CoinbaseCartel was the most active ransomware group in the past 24 hours, responsible for 7 new victims. INC Ransom followed with 3 victims, and Akira reported 2 new victims during this period.
Q: What industries were most targeted by ransomware today?
In the last 24 hours, Professional Services was a frequently targeted sector, with groups like INC Ransom, Anubis, and BlackShrantac impacting multiple organizations.

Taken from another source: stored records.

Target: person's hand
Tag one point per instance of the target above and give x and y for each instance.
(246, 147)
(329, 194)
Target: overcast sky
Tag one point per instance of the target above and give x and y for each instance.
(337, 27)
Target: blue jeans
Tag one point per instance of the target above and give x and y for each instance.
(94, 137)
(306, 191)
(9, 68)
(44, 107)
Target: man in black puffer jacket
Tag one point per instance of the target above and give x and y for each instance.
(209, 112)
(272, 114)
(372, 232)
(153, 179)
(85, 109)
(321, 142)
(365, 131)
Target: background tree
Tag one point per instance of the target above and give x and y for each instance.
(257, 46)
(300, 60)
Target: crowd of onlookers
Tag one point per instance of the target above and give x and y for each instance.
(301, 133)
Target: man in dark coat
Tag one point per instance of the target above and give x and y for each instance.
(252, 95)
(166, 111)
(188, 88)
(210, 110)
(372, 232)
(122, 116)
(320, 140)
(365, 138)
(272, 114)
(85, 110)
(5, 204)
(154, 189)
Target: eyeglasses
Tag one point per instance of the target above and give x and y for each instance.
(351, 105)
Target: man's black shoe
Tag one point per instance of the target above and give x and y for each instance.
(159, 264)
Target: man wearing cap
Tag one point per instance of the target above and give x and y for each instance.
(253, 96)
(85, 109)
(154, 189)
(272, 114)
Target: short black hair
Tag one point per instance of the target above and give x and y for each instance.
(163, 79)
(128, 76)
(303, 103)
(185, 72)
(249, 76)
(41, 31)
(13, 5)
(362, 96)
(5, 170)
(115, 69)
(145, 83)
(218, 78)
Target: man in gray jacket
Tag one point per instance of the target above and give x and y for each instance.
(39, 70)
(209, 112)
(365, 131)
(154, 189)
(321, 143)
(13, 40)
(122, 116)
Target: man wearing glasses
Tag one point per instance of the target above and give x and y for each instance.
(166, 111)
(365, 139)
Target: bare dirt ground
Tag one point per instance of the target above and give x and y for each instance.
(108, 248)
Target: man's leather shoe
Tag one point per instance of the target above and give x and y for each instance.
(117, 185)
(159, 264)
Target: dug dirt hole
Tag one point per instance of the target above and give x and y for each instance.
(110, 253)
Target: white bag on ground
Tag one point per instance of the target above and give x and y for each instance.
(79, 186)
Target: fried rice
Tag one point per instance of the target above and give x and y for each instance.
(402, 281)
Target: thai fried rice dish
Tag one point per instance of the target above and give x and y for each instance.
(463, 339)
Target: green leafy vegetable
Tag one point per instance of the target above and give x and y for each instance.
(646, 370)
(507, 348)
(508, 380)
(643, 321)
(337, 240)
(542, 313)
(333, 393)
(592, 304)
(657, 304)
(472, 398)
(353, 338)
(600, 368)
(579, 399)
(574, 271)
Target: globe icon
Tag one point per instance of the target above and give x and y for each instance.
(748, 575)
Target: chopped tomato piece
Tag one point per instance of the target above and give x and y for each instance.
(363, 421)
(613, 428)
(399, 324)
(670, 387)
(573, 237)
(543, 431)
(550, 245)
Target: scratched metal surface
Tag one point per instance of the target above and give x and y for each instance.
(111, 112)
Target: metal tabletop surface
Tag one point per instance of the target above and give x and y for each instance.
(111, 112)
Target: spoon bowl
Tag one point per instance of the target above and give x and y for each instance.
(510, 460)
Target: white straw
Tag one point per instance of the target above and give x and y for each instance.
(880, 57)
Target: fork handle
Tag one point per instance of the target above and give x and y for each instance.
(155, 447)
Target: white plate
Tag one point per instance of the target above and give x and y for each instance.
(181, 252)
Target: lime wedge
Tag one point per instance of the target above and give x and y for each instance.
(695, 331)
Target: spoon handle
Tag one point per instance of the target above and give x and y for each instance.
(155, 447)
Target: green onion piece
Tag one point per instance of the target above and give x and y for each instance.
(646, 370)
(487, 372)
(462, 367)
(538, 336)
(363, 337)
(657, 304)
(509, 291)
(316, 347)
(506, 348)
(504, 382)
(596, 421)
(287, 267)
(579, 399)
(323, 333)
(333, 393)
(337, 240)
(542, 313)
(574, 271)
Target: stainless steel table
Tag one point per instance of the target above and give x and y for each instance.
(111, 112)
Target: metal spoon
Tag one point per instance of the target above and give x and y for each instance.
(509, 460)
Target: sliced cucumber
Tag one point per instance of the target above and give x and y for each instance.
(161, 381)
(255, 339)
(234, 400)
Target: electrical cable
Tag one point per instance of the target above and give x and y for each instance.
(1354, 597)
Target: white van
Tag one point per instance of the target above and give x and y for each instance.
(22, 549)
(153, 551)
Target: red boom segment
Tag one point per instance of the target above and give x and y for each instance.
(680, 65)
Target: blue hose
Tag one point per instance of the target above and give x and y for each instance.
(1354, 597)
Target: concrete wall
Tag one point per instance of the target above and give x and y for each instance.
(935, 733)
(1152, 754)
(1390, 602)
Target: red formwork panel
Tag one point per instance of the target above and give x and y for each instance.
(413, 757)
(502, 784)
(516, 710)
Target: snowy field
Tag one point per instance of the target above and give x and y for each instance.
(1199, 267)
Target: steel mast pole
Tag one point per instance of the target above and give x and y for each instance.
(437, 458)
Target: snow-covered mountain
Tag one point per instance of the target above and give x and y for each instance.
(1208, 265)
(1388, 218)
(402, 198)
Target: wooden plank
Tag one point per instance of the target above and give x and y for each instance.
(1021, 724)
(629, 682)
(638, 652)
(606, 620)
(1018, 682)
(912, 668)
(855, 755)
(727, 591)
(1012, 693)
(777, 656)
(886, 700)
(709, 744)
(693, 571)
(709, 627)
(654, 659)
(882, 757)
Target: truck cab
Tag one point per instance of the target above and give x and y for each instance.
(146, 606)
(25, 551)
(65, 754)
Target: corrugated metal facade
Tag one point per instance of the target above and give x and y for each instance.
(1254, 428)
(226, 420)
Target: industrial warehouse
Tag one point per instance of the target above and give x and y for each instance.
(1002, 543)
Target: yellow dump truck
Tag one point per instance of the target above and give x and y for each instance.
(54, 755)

Government/Public Sector and Technology/Software also saw targeting, especially by CoinbaseCartel.
Q: What geographic regions saw the most ransomware attacks in the last 24 hours?
The United States experienced the highest number of ransomware victims today, with 10 reported incidents. Germany followed with 2 victims, and Brazil, Indonesia, France, Australia, Peru, and Canada each reported one new victim.
Q: Were any new ransomware groups identified or highlighted in today's intelligence report?
Yes, today's intelligence introduced Prinz Eugen as a new data-extortion group. "The Gentlemen" ransomware-as-a-service outfit was also highlighted for its rapid ascent since mid-2025 and advanced technical capabilities, placing it among top-tier actors.
Q: What technical trends or tactics did threat actors employ in recent ransomware activity?
Recent activity showcases several key technical trends, including Kyber ransomware's experimentation with post-quantum encryption (Kyber1024) in its Windows variant and its multi-platform targeting of ESXi environments. Social engineering, for password resets, was also noted as an effective initial access method, leading to credential compromise and subsequent ransomware deployment.